A few days ago, a woman in our office was hit by a car at the corner of Fitzroy and Queen streets. She emerged with a broken wrist, facial lacerations and a dread of ever walking in Charlottetown again. She's not the only one.
As a Charlottetown pedestrian of long standing, I too fear walking our streets. Inevitably, pedestrians suffer the most severe consequences of any altercation with motorists. And to be clear, the province's driving handbook states unequivocally it's the driver's responsibility to yield.
There are a series of white lines painted across Queen Street running parallel to Fitzroy. Although I've lived in Charlottetown for several decades, I've never seen any official explanation as to what they signify. I've always assumed they are crosswalks indicating motorists must stop for pedestrians, but many simply disregard them.
Daily, drivers ignore people trying to cross the street at these designated crossings. For walkers, the worst crossing is Fitzroy at Great George where, despite a blinking overhead light, white lines on the road and clear signage, cars vie with one another to scoot up the inside lane so they can get to wherever they're going 10 seconds earlier.
If driving through a crosswalk while someone is trying to cross is a traffic offense why are the police not fining offending motorists in downtown Charlottetown? How are hundreds of thousands of off-Island visitors supposed to know what these lines mean?
The Guardian reported an accident in Summerside this summer in which a young man was hit by a car driven by off-Island visitors who presumably weren't aware of the Island version of the crosswalk.

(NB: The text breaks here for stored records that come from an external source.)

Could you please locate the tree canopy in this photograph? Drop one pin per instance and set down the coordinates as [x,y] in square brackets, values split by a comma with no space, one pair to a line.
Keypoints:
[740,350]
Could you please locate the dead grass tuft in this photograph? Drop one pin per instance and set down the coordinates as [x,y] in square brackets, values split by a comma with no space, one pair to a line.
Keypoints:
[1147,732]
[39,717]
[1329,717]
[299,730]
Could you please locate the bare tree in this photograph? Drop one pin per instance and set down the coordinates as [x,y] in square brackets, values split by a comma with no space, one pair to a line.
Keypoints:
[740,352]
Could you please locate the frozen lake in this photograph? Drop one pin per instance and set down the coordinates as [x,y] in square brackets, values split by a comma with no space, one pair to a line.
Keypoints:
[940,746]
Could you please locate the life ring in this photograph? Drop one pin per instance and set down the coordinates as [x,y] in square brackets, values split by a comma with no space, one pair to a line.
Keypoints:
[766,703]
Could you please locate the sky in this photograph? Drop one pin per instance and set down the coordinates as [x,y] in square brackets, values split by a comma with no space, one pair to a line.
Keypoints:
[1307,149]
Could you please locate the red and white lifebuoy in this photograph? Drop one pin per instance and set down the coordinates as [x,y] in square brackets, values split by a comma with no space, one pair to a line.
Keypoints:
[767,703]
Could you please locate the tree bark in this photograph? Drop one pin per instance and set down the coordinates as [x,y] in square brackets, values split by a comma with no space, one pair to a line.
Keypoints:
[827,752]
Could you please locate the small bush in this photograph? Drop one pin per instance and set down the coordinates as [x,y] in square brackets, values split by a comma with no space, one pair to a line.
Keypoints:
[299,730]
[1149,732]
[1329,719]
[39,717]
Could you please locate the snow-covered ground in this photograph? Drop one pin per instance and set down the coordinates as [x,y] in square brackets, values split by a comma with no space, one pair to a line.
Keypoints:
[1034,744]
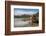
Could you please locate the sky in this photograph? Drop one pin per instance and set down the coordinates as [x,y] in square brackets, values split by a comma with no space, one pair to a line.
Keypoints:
[20,11]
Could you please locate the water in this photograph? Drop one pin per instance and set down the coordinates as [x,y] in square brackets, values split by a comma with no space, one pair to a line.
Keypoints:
[18,22]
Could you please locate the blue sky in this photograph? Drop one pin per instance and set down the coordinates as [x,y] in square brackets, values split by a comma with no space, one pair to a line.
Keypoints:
[20,11]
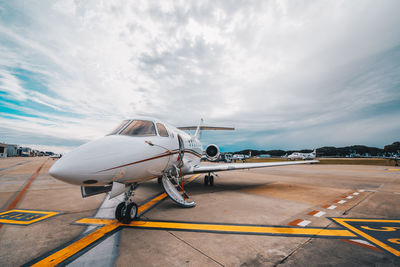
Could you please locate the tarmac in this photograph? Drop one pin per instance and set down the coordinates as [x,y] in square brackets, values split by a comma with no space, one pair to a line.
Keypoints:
[303,215]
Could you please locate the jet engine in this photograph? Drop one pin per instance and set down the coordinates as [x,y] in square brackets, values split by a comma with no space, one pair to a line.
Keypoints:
[212,152]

These crosswalks are placed and maintained by individuals who never actually walk in Charlottetown. Why are they only on one side of a crossing rather than on both as they were a number of years ago? The inconvenience for the walker who is trying to be faithful to the signage is far greater than it is for the motorist.
Why are they not maintained during the winter? By the time spring comes, most of the crosswalks are barely visible. Some were not re-painted this year until June. Surely, there must be salt and slush resistant paint that would make the crosswalks visible to motorists. Why are parking places repainted long before the crosswalks? It makes the city appear to be more interested in revenue generation than in protecting the safety of its citizens.

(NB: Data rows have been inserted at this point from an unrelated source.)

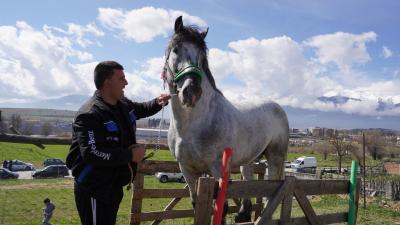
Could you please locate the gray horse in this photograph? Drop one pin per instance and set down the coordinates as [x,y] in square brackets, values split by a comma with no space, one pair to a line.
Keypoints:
[204,122]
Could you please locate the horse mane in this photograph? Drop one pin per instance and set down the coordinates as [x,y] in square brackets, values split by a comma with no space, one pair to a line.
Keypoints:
[192,34]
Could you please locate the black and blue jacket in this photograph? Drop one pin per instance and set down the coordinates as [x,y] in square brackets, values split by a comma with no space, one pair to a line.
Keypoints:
[99,154]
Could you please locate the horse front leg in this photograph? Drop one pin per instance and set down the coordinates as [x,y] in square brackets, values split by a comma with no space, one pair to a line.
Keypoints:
[244,214]
[216,172]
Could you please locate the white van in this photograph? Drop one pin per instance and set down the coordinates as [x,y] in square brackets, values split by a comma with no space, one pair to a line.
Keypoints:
[304,162]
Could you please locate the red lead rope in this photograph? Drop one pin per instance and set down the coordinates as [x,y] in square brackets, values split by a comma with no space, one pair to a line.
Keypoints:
[223,186]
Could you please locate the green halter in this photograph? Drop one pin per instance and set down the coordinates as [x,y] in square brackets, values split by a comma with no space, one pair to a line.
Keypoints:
[192,69]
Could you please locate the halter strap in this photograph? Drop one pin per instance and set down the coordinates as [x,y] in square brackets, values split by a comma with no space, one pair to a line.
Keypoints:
[192,69]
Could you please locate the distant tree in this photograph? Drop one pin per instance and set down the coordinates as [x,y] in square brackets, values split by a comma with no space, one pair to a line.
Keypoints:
[2,125]
[27,128]
[341,147]
[323,148]
[16,121]
[47,128]
[375,143]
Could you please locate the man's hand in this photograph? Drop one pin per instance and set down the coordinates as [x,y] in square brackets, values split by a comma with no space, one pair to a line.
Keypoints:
[163,99]
[138,151]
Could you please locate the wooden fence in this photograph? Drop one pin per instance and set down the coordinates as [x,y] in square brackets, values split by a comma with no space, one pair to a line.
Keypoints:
[276,191]
[140,193]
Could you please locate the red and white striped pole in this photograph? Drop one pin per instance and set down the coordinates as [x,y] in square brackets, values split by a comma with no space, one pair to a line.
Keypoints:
[223,186]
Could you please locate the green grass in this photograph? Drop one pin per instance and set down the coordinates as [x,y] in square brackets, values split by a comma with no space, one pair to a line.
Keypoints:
[21,201]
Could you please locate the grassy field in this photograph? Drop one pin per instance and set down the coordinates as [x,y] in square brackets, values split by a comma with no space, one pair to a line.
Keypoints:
[21,201]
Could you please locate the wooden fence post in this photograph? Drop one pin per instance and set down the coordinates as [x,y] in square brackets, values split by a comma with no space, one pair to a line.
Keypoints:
[137,198]
[204,205]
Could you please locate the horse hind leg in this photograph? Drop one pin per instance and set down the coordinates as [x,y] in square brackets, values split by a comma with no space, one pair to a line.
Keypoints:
[276,154]
[244,214]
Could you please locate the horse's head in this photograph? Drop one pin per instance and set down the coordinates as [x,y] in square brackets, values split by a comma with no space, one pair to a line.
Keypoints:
[186,64]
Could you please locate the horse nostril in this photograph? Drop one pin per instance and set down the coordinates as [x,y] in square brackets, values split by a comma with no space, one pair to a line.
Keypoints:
[185,92]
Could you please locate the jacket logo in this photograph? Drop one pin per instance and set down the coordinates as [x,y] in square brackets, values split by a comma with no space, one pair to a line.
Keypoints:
[93,149]
[132,116]
[111,126]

Why are crosswalks placed in non-intuitive places? There is a marked crosswalk on Brighton Road in front of the old hospital, for example, that starts from the lawn on the hospital side and leads to a concrete pad the city has installed presumably so pedestrians don't do what is most intuitive which is to walk up the closest driveway to the sidewalk. During the winter, of course, it's virtually unusable because of the snow piled up on either side.
The City has recently started putting flags at crossings to offer pedestrians greater visibility. This approach seems to be a tacit admittance that the City regards the pedestrian as being solely responsible for their safety. Why isn't there a similar campaign to make motorists more aware of having to stop for walkers?
Pedestrians are also trying to get to work but are just not cocooned in two thousand pounds of automobile moving at speed. To be fair, the majority of motorists are respectful of pedestrians and do stop at marked and unmarked crosswalks (sometimes even if you just happen to be lingering innocently by the side of the road.)
Recently, I was standing at a clearly marked crosswalk. A city bus approached and sailed on through. As it passed, I pointed at the large crosswalk sign. The driver did a double take as though he'd never noticed it before. Another pedestrian, having witnessed the incident, stopped me and said, "It's pretty bad when even the city bus drivers don't stop at crosswalks."
Yes, it is that bad, and although it's too late for my injured colleague, it's going to get worse unless the City takes the initiative and makes it safe for all citizens - not just the motorized ones - to safely traverse its streets.
- Douglas Malcolm is a Charlottetown writer, and pedestrian of long standing who has concerns for the safety of walkers in the city.